Алевтина дала знак оператору, и он, водрузив на плечо камеру, на ходу принялся снимать происходящее. Елена, приближаясь, поняла, что выглядит бабушка ну разве чуть старше их с Клавой, может, морщин чуть больше, зато щеки не обвисли, нет трагических складок, идущих от носа книзу, и, главное, живота у нее, в отличие от внучек, нет и в помине, хотя и старческой, немощной сухости тоже не наблюдается. Долгожительница была женщиной, что называется, в соку, правда, с очень неприятным горбоносым лицом. Клава, чем-то разобиженная, резко повернулась к подошедшим и, пожимая плечами, объясняла, что у старухи, видать, маразм. Медея хриплым голосом долдонила, что знать никакую Клаву не знает, сыновья у нее Леня да Саша были, да потопли, море разозлив, а какая такая Клава, внучка-самозванка, тут объявилась, она про такую и не слыхивала. Одета старуха была в какое-то рванье: мужской пиджак с протертыми до дыр локтями и обтрепавшимися рукавами, размеров на пять больше, чем нужно, нечистую сатиновую юбку и обута в калоши, надетые на шерстяные носки, в промежутке между концом юбки и носками выглядывали голые ноги. Они же все, ради съемок, вырядились, даже прически сделали в кои-то веки. Елена поймала мимолетный старухин взгляд из-под нависших бровей, которые не мешало бы подстричь, ей показалось, что бабка ей подмигнула, или не ей? Глаза у бабушки оказались пронзительно голубыми и вполне могли посоревноваться цветом с осенним небом, раскинувшимся близко над ними, но выражение их было до того странным, что Елена невольно поежилась, как будто заглянула в глаза птицы. Волосы, гладко зачесанные, даже не седые, а природного мышиного цвета, старуха полуприкрыла светлым кашемировым платком, концы завязала сзади, на шейной ложбине. А внучки-правнучки все, как одна, оказались крашеные: и Елена, и Клава, и Алевтина, слегка начинавшая седеть, и ни капли не седая тридцатилетняя Лида – все красили волосы в разные оттенки бордового цвета: рубин, коралл, баклажан, ну и у Лиды – ураганное торнадо.

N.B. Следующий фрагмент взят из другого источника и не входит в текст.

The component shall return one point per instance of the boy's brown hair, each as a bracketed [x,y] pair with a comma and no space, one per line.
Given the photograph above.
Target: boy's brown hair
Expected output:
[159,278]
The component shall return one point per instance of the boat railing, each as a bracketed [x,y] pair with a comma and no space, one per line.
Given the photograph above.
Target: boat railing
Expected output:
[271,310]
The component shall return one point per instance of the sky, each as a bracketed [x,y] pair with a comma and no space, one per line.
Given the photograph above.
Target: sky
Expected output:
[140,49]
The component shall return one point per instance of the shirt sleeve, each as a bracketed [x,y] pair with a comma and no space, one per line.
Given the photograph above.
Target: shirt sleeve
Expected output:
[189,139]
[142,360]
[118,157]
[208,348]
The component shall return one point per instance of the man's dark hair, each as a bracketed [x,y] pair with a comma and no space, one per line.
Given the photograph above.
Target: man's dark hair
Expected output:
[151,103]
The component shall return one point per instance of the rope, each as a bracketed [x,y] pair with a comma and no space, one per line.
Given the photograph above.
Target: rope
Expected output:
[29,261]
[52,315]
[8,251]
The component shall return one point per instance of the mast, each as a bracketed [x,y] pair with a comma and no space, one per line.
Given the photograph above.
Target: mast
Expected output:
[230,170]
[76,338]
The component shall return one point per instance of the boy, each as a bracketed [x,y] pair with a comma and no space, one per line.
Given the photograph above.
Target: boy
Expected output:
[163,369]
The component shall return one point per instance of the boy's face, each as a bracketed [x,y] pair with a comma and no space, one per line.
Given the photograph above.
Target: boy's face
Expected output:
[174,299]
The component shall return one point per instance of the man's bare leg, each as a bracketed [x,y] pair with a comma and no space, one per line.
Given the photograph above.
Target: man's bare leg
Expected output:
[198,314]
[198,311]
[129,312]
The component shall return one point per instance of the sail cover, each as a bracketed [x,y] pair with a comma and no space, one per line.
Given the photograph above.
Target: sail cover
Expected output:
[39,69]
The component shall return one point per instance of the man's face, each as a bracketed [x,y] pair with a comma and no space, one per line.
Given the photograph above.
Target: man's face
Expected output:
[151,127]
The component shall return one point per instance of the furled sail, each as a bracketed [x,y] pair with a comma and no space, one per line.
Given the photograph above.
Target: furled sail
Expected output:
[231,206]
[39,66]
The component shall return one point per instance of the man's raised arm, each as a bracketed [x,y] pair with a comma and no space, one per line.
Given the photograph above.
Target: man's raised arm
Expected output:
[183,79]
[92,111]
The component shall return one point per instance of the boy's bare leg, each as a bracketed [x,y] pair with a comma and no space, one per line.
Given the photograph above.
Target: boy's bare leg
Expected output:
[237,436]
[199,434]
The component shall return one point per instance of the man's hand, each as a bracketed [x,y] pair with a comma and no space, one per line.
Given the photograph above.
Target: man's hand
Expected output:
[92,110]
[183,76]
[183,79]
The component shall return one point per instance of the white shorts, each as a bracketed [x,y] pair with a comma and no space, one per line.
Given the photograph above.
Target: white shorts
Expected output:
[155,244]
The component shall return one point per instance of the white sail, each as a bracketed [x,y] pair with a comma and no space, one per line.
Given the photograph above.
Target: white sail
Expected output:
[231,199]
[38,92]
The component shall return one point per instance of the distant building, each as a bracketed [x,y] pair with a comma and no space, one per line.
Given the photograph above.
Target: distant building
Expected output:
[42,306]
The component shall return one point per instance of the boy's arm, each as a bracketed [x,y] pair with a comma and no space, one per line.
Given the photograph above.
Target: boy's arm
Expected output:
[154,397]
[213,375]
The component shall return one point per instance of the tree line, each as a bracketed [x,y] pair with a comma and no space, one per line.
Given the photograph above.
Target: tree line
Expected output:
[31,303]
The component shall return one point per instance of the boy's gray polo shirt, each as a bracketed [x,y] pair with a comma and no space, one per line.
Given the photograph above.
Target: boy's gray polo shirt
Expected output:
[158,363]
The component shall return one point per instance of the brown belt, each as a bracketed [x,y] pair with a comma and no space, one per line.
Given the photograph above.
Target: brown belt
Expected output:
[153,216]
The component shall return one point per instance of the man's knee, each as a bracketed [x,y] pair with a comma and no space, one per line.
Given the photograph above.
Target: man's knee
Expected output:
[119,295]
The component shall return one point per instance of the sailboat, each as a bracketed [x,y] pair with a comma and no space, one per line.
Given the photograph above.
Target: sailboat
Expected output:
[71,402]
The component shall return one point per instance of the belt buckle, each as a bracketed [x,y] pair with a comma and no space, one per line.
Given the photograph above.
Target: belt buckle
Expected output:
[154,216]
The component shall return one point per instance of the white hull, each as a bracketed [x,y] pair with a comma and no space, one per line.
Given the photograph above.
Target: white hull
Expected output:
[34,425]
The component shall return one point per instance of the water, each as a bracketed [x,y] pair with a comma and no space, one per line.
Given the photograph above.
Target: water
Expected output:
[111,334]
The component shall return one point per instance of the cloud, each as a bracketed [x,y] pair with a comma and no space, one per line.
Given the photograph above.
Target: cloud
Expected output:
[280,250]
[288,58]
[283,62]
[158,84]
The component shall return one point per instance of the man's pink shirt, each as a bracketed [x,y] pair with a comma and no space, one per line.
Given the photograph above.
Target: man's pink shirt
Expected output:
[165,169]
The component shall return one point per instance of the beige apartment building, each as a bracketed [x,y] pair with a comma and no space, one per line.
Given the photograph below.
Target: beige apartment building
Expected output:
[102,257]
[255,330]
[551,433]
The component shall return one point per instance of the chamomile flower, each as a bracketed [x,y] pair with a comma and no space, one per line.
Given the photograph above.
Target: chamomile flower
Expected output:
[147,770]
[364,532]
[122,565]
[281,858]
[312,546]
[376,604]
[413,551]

Медея сунула руку в карман своего замызганного пиджака, точно залезла в 41-й год, и достала оттуда какую-то невероятную самокрутку, свернутую из газеты, коробок спичек и, запалив конец папироски, пустила дым Лиде в лицо. Витя Поклонский, отскочив в сторонку, все целился своей камерой в толпящихся по эту сторону ограды и в старуху, глумливо курившую самосад и не пускавшую гостей во двор.
Тут вперед вышла Алевтина и закричала – видимо, решив, что старуха такого возраста должна быть туга на ухо:
– Бабушка Медея, вы ведь у нас знатная долгожительница, в Москве об этом прознали и послали меня, вашу правнучку, чтобы сделать репортаж. Людям ведь интересно посмотреть на вас, увидеть, как вы живете, как вам удалось дожить до такого возраста – и остаться молодой.
Бабушка Медея продолжала невозмутимо курить, поэтому Алевтина к концу подобострастной речи слегка сникла.
– Вот тут собрались ваши внуки, правнуки, – тем не менее продолжала она, разгоняя клубы самосадного дыма, – это Саша, уже праправнук, Саша, иди сюда, чего ты там хоронишься.
– Не хочу, – буркнул Александр, все это время сидевший на корточках в сторонке.
Он и прежде все талдычил, что так нельзя, нехорошо это, то знать не хотели бабушку, а тут вдруг ради телесюжета, напоказ, заявятся. Елена объясняла ему, что бабушка эта бросила своих детей: ее отца, Александра, ему уже прадеда, и Леонида, Клавиного отца; воспитывали их чужие люди, поэтому и внучки считали за бабушку совсем другую женщину.